Asante made positive comments on the Asiacentric efforts of both Wong, Manvi, and Wong in the 1990s and Miike and Yin in the 2000s. In the revised edition of The Afrocentric Idea, referring to Wong, Manvi, and Wong, Asante wrote: "I have been very gratified that educators were quick to see its implications for developing curricula that can empower students of all cultures; one group of scholars even proposes using it to develop an 'Asiacentric' perspective for Asian American Studies."

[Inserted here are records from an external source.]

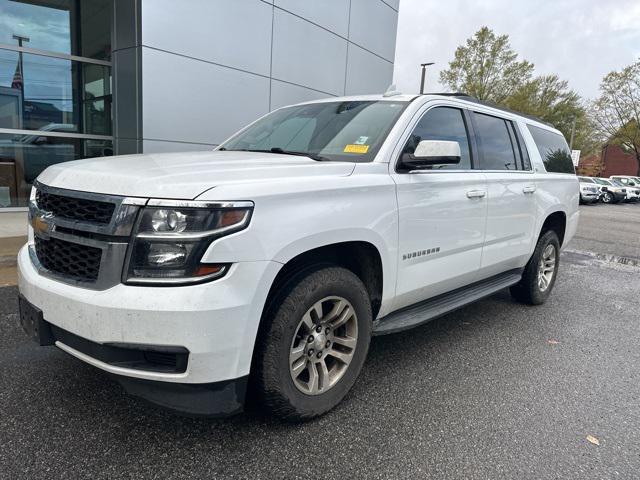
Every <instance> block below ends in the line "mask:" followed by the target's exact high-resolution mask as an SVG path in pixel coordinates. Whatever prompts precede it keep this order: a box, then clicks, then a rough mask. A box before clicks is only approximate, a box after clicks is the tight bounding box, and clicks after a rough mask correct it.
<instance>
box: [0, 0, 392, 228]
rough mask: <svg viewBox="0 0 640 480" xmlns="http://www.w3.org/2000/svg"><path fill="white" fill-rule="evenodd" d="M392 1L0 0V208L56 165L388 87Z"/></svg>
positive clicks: (152, 147)
mask: <svg viewBox="0 0 640 480" xmlns="http://www.w3.org/2000/svg"><path fill="white" fill-rule="evenodd" d="M185 4H188V8H187V7H185ZM398 8H399V0H325V1H311V0H304V1H303V0H189V1H188V2H186V1H179V0H0V214H1V213H2V212H7V211H9V210H8V209H10V208H14V207H17V208H19V209H21V210H23V211H24V210H25V208H24V207H25V206H26V205H27V203H28V197H29V192H30V189H31V185H32V183H33V181H34V180H35V178H36V177H37V176H38V175H39V174H40V173H41V172H42V171H43V170H44V169H45V168H47V167H48V166H50V165H54V164H58V163H61V162H66V161H69V160H75V159H81V158H88V157H100V156H110V155H126V154H136V153H162V152H171V151H173V152H184V151H188V150H210V149H211V148H212V147H213V146H214V145H216V144H218V143H220V142H222V141H223V140H224V139H225V138H227V137H228V136H230V135H231V134H233V133H234V132H235V131H237V130H238V129H240V128H242V127H243V126H245V125H247V124H248V123H250V122H252V121H253V120H255V119H256V118H258V117H260V116H262V115H264V114H266V113H267V112H269V111H271V110H274V109H277V108H280V107H282V106H284V105H290V104H294V103H299V102H303V101H308V100H314V99H319V98H326V97H331V96H341V95H352V94H366V93H380V92H384V91H385V90H386V88H387V87H388V86H389V84H390V83H391V80H392V76H393V61H394V55H395V38H396V29H397V20H398ZM1 221H2V218H1V215H0V222H1Z"/></svg>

As for Miike and Yin, in An Afrocentric Manifesto, Asante remarked: "The original work of Yoshitaka Miike on Asiacentric communication is instructive. Miike, alongside Jing Yin, has articulated a view of Asian culture that seeks to liberate the discourse around Asian communication ideas and rhetorical concepts away from being forced into the straitjacket of Western ideas. This is a remarkable undertaking that will have far-reaching effect on the course of social science and humanities discussions about culture."

Economic

It is projected that the world's economic center of gravity will move back to Asia, between India and China by 2050, spurred by the economic growth of East Asian economies. Historically, the economic center of gravity is estimated to have been in what is nowadays northern Pakistan in the 11th century, having moved west until the 1980s.
The combined GDP of Asia is also projected to surpass that of the rest of the world around 2020, a position which the continent had lost in the 19th century.